Fenómenos cada vez mais frequentes
Em Julho, a Gronelândia também registou um episódio de degelo em larga escala, quando derreteu gelo suficiente num dia para cobrir o estado norte-americano da Florida de água com cinco centímetros de profundidade. Tais fenómenos fazem de 2021 um de apenas quatro anos no último século (além de 2019, 2012 e 1995) em que foram observados fenómenos de degelo tão generalizados.
A causa do degelo em Julho e agora em Agosto foi a mesma: massas de ar quente e húmido que foram transportadas até à Gronelândia e que cobriram temporariamente a ilha. De acordo com os cientistas citados pelo The Guardian, estes eventos não são incomuns, mas estão a tornar-se cada vez mais severos.

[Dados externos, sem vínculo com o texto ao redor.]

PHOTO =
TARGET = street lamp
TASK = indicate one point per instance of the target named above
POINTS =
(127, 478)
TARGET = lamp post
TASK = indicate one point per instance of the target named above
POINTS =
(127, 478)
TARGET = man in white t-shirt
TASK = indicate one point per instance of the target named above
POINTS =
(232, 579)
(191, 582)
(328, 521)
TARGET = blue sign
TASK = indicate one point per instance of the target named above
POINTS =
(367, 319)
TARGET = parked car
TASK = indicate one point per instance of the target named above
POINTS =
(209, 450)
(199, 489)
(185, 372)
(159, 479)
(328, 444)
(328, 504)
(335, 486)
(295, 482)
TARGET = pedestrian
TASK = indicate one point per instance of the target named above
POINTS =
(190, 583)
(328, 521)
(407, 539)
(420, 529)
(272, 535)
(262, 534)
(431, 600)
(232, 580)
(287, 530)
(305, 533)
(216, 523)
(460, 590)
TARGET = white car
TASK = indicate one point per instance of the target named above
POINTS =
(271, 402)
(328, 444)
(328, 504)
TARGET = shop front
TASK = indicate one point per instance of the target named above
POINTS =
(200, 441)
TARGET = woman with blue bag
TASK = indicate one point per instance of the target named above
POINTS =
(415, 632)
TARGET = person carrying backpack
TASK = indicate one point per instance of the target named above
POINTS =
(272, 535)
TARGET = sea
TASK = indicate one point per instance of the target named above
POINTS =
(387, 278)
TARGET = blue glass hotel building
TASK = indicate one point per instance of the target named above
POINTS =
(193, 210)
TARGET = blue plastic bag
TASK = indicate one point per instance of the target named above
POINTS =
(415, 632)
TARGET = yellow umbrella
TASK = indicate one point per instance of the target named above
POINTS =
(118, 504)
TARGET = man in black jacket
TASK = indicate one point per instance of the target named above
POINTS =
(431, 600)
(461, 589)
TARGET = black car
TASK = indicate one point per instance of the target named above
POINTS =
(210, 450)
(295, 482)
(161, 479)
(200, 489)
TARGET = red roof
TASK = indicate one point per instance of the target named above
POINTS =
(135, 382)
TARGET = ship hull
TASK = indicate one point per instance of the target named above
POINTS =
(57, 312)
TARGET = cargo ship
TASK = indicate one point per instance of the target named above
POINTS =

“Esta chuva alarmante no cume da Gronelândia não é um evento isolado”, afirmou à Reuters Twila Moon, cientista do Centro Nacional de Dados sobre Neve e Gelo. Juntamente com as cheias, incêndios e outros eventos extremos cada vez mais frequentes, estes fenómenos assinalam a necessidade urgente de reduzir as emissões de gases com efeito de estufa.
“Temos mesmo de nos focar em adaptar e em reduzir o potencial de estes eventos se tornarem realmente devastadores”, concluiu.
Se toda a camada de gelo da Gronelândia derretesse, o nível do mar em todo o mundo subiria cerca de seis metros, embora isto pudesse demorar séculos ou milénios a ocorrer. Porém, os milhares de milhões de toneladas de gelo que derreteram na Gronelândia desde 1994 estão já a aumentar o nível do mar e a colocar em risco cidades costeiras em todo o mundo.
Segundo o IPCC, o nível do mar já subiu 20 centímetros e é provável que até ao final deste século suba entre 28 e 100 centímetros (ou até mesmo 200 centímetros).
Os investigadores estimam que a camada de gelo na Gronelândia está a derreter mais rápido do que em qualquer outro momento dos últimos 12 mil anos. Em 2019, o degelo ocorreu a uma média de cerca de um milhão de toneladas por minuto.